Nur, in der virtuellen Welt der Konkurrenz der vielen, ist Solidarität, Kooperation und Organisation genau das, was dem Modell dieser "Selbstverwirklichung" widerspricht. So dämmert es wohl doch dem einen oder anderen, dass bei der ganzen coolen Selbstdarstellung ein Grundeinkommen "als Rettungsanker in ferner Zukunft", einmal bitter notwendig sein dürfte.

Abgesehen davon bietet diese Lebensweise weder eine Basis für eine Familie, noch lässt sich dieser Einsatz (Aufwand) über ein gewisses Lebensalter hinaus sowohl kräftemäßig als auch bei Gesundheit betreiben.

Das neue Pixelproletariat

Daraus:
(...)
"wie schafft es der Kapitalismus, sich selbst und uns gleich mit immer wieder neu zu erfinden?"

"Die Antwort findet sich auf dem Gebiet der Subjektivität. Der Kapitalismus formt und entwickelt auch die Individuen nach seinen Bedürfnissen. Er ist ein Meister darin, technologische Erfindungen voranzutreiben und seine eigene ökonomische Grundlage ständig zu transformieren.

Darüber hinaus ist er auch in der Lage, das Denken und Fühlen der Subjekte mit den ökonomischen und sozialen Realitäten in Übereinstimmung zu bringen, diese zu transformieren und anzupassen.
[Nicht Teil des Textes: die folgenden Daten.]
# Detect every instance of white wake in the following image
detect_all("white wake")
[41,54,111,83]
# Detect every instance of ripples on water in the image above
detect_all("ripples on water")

Die Schaffung immer neuer Subjektivitätsmodelle, die mit den ökonomischen im Einklang stehen, ist ein wesentliche Eigenschaft und Fähigkeit des Kapitalismus und einer der wesentlichen Mechanismen, um sich gegen Krisen abzusichern: »Das zentrale Projekt kapitalistischer Politik liegt in der Synchronisierung ökonomischer, technischer und sozialer Bewegungen mit der Produktion von Subjektivität, dergestalt, dass politische Ökonomie und Subjektivitätsökonomie zusammenfallen«, so bringt es der Postoperaist Maurizio Lazzarato auf den Punkt.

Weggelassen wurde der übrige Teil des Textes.